Mangkia was no ordinary man. He came from a lively and adventurous family. His grandfather was Rairaueana who came on the Kaburoro from Samoa and landed at Tabiteuea. In one bold stroke he had shown his forceful personality and sense of justice. He had built a village there called Matang. Then he took a wife and had a son, Teimauri.

He in his turn married Nei Rakentai, a widow, who must have come from an important family as she certainly knew how to organize her sons. She had three sons, born on Tarawa, where she had come to live with her husband. The eldest, Rairaueana, conquered Butaritari and Makin, where his mother and brothers joined him. He made Natanga, the younger, chief of Butaritari. Rairaueana himself lived on Makin with his mother and yhoungest brother Mangkia. Later he quarrelled with Natanga and wanted to make war against him. His mother managed to keep him from doing this, but, as if born for war, he set off to conquer Mille, one of the Mrshall Islands. There we lose trace of him and Mangkia has the honour of halting the Beru invasion.

The Beru warriors were not the sort of men who would want to see the fruits of their victories disappear. They came from an overpopulated island and now large areas of unpopulated land were available to them They didn't consider going back to their own island but shared out the conquered land and the slaves; most of those who hadn't escaped from them were kept as slaves.

It is impossible to estimate the loss of life that was a consequence of the invasion. In the rush of getting away from the invading forces overloaded canoes hardly watertight or without sails sank or came apart, or else the passengers died of starvation even before being taken by the sea. In most of the Gilbertese wars the same thing occurs - very few deaths in the actual fighting, a few victims of massacres, but hordes of losses at sea. The tiny Gilbertese forests offered no refuge to th4 defeated. Only the sea and its treacherous wastes offered them freedom.

The conquest by the Beru warriors unified the people in language and race. In the central Gilberts is there a single person who cannot trace his descent from some Beru warrior? Family trees are well maintained up to the time of which we are speaking. From then on they become rather entangled and soon became lost in myth.

Butaritari and Makin avoided the invasion only to become embroiled in extremely bloody internal wars. The ancient race of Melanesians - a small dark-skinned fuzzy-haired people - seems to have been wiped out by the half-Samoan descendants of Rairaueana. In the village of Kuma only two witch doctor were spared, so that they could hand on knowledge of the magic which made good warriors at the time of the ceremonial hair-cutting.

Teauoki, the final victor, was accorded the status of a hero, because of his courage and tenacity. They carried him from the battlefield positively bristling with arrows. He was scarcely treated for these horrible wounds before he was back in the fight. Once more he came off the field, in virtually the same condition, and set off again to fight. Wasn't it he, who at Makin broke up the canoes that had brought him and his army, so that his soldiers had no means of fleeing?

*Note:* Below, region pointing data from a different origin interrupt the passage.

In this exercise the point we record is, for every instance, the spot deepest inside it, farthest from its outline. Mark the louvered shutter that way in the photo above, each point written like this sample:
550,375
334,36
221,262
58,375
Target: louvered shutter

Once he had defeated his enemies he shared out the land he had gained amongst his family and friends. Like Achilles, his fatal weakness was in his heel. One day when he was working away at a dyke in front of his house, he stepped on a pointed shell that broke off in his foot. The wound became poisoned and Teauoki died.

Many of the stories of war are full of villainy. There was no lack of cowards, traitors and assassins.